Which of the following views prevail in our schools and organizations?

Traditional View of Governance Appreciative Governance
Emphasizes controlling or preventing behavior that is illegal, unethical, or detrimental to the interests of shareholders. Emphasizes mobilizing or encouraging behavior that is legal, ethical and positive to the long-term interests of shareholders and stakeholders while maintaining a posture of deterrence of behavior antithetical to those interests. AG illuminates and more broadly accesses the organization’s strengths, resources and assets.
Views the board of directors as the key actors in governing. Acknowledges that governance is carried out by all the people in the organization—the board of directors, management and all employees.
Focuses on board activities of senior management selection and compensation, advising senior management, and reviewing accuracy of financial reporting and adequacy of compliance efforts. Focuses on the range of behavior available from all employees, includes the four AGIL** functions of governance and operates with a social constructionist frame.
Begins with a problem-prevention point of view and is advocacy-driven. Begins from a strength-based perspective and is inquiry-driven.

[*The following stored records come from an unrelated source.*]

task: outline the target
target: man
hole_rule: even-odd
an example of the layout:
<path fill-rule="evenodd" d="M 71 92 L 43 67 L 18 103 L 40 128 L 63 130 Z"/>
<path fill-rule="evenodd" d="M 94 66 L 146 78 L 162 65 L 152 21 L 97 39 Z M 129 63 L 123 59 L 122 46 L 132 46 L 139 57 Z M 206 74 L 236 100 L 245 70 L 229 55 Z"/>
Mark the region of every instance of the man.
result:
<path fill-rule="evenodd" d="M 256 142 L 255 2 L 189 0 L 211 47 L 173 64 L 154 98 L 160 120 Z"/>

Appreciative Governance Design Principles

Samuels & Torres in the AI Practitioner (November, 2011) provide principles, that together they believe create the fabric of the system as they are interdependent and mutually inclusive. They are:

The Strengths Principle: People and teams are working from strengths maximize productivity, engagement, and creativity – identify, magnify, and connect individual and organizational strengths.

The Personal Choice Principle:  People choose the nature and extent of their action – make full engagement and accountability a successful and rewarding choice.

The Learning Principle: Generating, collecting and transferring new information and knowledge creates value for the organization – practice collaborative inquiry, develop transparent feedback systems, and engage in cycles of action and reflection.

The Uncertainty Principle: The future is ambiguous and uncertain – Improvise using diverse input and collective sense-making.

The Wholeness Principle: We are both whole and part of a greater whole at the same time – maximize connections, ensure transparency and integrate stakeholder perspectives.

 

Resources:

Appreciative Inquiry Practitioner – International Journal of AI, November 2011 dedicated to Appreciative Governance

Appreciative Governance: Engagement and Innovation Throughout the Organization (slideshare)

 

GUIDING QUESTIONS: What would the fit of Appreciative Governance be in our schools? What differences would it make?